1. Overloaded presentation slides: Professor Val made use of presentation slides that were projected on a screen. However, propelled by his zeal, he over-loaded each slide to the extent that the text became too small to be legible. The projection was meant to enhance the delivery of the presentation; unfortunately, it further hindered effective communication because the audience could not see it clearly. The lesson here is that it is preferable not to use any technical assistance if it would not add to the quality of a presentation. It is also very important to make the audience the priority of any presentation. As speakers, we must always ask ourselves, “What will the audience think of this? Will they see it clearly? Will they get the meaning? How far will the screen be from the audience?”. These and many other questions will help us to see things from the perspective of our audience.

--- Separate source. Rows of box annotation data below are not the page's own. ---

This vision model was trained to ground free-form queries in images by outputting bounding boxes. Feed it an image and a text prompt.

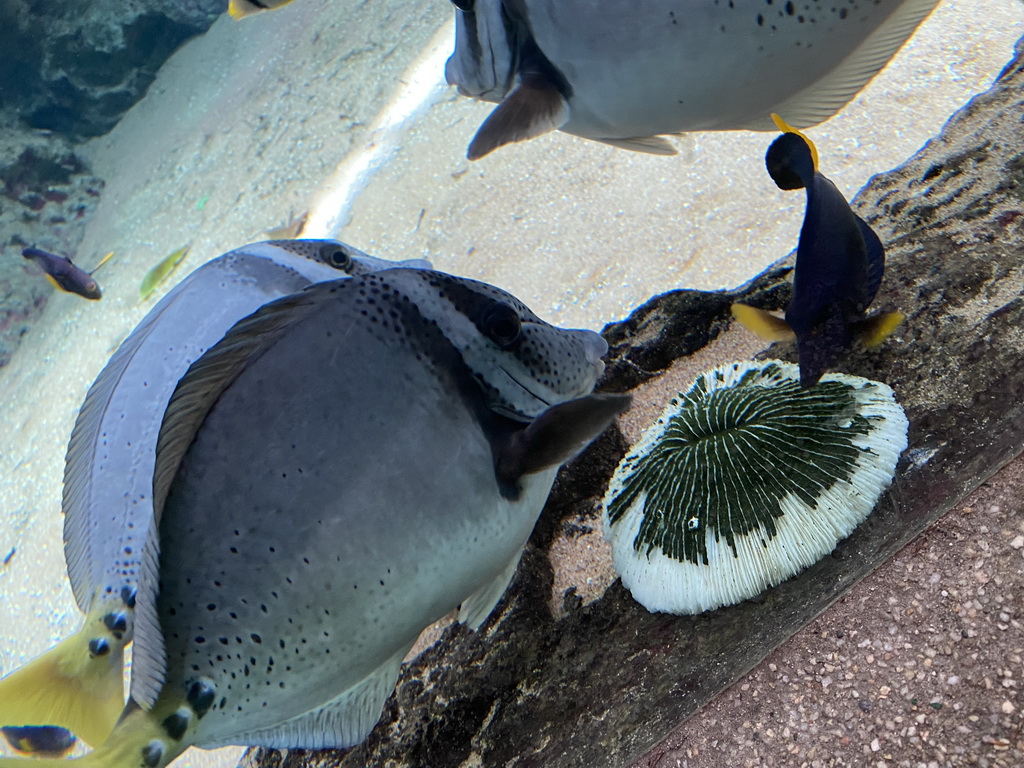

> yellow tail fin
[0,699,196,768]
[858,311,906,349]
[0,606,124,749]
[731,302,797,341]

2. Hasty Presentation: from the story of Professor Val, it was clear that he knew he couldn’t deliver all he had prepared in just one hour. Hence, he quickened the pace of his delivery. Again, it is important to emphasize that the priority of our presentations must be our audience. What is the use of covering a syllabus if the students have learnt nothing? Val mistook completing his presentation for communicating with the audience. He should have taken his time to explain every step of his presentation carefully. If he had communicated with his audience but did not cover all his outlined points, the audience could have requested for more information during the question time (as you will recall, they couldn’t wait to leave the hall, so there was no question for the presenter), or even request for his presentation slides. As speakers, the information we have to pass across must not take priority over the people we want to pass it to. The success of a speaker is not determined by the amount of information shared but by the amount of influence made on the audience.